Who will have the courage to make the first move? Could there be more of a collective drive from companies or investors to help new entrants into the market?

Myth 2 – There are only four firms capable of auditing large listed corporates
A commonly used argument to support the status quo is that only four firms are capable of auditing listed corporates. This is simply not true. A large number of listed corporates are no bigger or more complex than many companies that "challenger" firms already audit: capability is proven for a very large proportion of the listed market, even at the bigger end.

My own firm audits many companies which, if they were listed, would feature in the top quartile of companies in their local stock exchanges.

What’s missing is a broader market understanding of these capabilities. I fully recognise that the onus is on challenger firms to promote our worth, but equally we need to be given more opportunities to do so. The approach adopted by the EU will hopefully provide such an opportunity, with tenders open to all firms that want to participate. I hope market participants will be supportive.

Myth 3 – Size matters
Another common misconception is that you need to be really big to audit large listed corporates – i.e. that a firm not only needs capability but also capacity. It is true that audit firms need to have enough staff, sufficient geographic coverage and specialists in the right disciplines to perform complex audits. But how big is big enough? Not as big as many believe: the global audit of a typical international mid-table FTSE 100 company may require, at most, between 200 to 300 individuals at peak times worldwide. How many staff does such a firm then need in total: 3,000, 5,000, 10,000, 100,000?

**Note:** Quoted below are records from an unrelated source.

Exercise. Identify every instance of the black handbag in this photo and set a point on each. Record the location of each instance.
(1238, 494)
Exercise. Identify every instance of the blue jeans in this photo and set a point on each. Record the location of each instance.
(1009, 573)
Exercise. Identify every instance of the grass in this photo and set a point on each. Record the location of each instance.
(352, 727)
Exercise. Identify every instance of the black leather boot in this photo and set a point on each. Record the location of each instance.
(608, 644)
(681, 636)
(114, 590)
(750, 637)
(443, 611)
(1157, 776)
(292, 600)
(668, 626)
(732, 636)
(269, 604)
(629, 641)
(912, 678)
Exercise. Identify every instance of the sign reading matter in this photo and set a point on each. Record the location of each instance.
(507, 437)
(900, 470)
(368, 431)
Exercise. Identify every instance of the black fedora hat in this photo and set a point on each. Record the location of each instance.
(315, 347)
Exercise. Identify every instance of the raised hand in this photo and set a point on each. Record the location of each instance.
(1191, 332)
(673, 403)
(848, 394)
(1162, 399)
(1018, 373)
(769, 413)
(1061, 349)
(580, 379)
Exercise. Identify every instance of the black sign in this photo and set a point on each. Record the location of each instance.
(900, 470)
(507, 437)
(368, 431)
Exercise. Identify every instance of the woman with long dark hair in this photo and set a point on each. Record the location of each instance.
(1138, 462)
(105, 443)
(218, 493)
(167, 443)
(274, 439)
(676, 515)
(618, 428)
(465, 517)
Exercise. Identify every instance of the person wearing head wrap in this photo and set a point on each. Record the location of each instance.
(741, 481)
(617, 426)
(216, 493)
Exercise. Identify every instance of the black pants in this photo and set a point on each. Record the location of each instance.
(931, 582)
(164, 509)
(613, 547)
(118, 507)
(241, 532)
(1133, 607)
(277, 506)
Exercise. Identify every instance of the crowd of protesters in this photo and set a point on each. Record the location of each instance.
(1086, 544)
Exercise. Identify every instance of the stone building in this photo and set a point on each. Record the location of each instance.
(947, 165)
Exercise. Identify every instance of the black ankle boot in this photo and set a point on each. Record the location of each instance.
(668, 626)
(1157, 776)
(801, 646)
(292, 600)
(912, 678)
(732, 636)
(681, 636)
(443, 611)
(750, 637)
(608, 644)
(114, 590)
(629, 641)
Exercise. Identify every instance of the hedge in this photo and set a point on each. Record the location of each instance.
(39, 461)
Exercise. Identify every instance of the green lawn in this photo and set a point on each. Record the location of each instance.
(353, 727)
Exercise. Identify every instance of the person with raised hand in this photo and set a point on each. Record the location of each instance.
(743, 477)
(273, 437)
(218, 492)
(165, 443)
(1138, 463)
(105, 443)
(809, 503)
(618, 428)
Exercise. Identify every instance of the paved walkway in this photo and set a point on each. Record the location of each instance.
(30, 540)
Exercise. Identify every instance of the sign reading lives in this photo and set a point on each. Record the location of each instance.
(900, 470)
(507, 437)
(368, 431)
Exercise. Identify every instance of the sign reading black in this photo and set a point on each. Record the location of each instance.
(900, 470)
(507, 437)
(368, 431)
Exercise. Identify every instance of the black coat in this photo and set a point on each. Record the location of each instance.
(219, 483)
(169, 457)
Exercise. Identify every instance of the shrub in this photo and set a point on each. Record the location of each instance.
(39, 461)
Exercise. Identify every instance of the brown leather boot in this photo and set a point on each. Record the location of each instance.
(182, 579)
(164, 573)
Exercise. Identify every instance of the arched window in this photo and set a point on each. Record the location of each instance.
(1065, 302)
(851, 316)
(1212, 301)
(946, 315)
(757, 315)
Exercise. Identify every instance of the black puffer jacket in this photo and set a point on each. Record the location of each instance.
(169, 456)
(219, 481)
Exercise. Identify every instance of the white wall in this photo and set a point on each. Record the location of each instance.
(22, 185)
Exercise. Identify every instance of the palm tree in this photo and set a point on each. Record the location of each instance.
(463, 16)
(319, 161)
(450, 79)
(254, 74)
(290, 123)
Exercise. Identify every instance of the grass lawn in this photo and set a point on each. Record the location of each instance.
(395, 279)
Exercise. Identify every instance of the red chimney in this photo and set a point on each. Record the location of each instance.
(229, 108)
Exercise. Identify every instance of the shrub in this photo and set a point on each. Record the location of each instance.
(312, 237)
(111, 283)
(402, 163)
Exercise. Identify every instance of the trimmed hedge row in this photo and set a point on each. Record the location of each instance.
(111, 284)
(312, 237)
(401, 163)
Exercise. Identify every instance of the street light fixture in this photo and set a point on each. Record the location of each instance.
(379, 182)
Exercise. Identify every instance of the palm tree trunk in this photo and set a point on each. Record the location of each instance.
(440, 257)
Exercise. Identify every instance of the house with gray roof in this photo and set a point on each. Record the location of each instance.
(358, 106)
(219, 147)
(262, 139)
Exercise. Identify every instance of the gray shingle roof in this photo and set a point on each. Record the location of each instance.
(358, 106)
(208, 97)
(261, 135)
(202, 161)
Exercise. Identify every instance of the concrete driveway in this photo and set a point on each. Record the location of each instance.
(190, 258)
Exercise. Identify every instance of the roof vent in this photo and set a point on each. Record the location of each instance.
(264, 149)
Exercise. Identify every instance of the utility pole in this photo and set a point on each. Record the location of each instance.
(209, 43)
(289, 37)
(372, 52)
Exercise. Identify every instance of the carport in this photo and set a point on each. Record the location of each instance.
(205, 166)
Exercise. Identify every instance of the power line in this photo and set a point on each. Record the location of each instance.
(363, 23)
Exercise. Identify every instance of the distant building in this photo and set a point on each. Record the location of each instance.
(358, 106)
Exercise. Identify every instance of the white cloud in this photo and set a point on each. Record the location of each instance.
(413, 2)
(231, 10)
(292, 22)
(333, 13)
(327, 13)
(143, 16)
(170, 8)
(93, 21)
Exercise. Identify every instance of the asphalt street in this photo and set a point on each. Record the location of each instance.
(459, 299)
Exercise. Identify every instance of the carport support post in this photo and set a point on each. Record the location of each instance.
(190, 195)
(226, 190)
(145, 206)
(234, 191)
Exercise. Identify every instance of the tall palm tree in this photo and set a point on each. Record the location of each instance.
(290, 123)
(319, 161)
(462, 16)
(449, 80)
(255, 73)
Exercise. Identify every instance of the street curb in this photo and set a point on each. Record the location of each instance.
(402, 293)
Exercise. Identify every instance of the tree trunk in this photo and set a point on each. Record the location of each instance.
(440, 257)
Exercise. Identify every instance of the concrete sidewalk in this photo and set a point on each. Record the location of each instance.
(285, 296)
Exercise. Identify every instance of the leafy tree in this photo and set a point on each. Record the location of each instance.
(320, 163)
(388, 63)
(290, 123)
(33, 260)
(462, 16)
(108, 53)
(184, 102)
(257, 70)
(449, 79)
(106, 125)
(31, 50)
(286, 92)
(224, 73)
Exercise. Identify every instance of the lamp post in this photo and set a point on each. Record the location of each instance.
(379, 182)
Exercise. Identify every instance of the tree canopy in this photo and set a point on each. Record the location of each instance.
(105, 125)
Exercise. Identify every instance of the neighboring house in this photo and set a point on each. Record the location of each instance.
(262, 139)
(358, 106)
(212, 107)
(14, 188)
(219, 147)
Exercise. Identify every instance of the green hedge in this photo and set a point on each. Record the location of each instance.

In a profession that promotes market transparency, it must be said that many firms could do better in terms of communicating transparently about their global networks, including on turnover (is "aggregated" good enough?), service lines strategy, and governance. The transparency reports published in a number of countries are a good indicator of progress on this front, but there is much still to do. Mazars has published audited group accounts for the last 10 years – and remain the only global firm to do so.

Myth 4 – Audit quality is the most important criteria considered in selecting an auditor
Audit quality is a very difficult concept to assess and most stakeholders would probably have different views on what quality actually means. In the context of an audit tender, audit quality raises a clear challenge: it cannot really be assessed ex-ante (i.e. recognised before it is delivered). Proxies for quality are therefore applied during the tender process. These often include brand (i.e. size). We need to develop other proxies more in tune with how actually audit quality looks and feels.

Many commentators say "nothing will change". But we must give the EU reforms a chance: they will only come into force in 2016 so judging their success or otherwise now is very premature. However, I am also very conscious of the magnitude of the change required and my firm is committed to playing its part in making that change happen.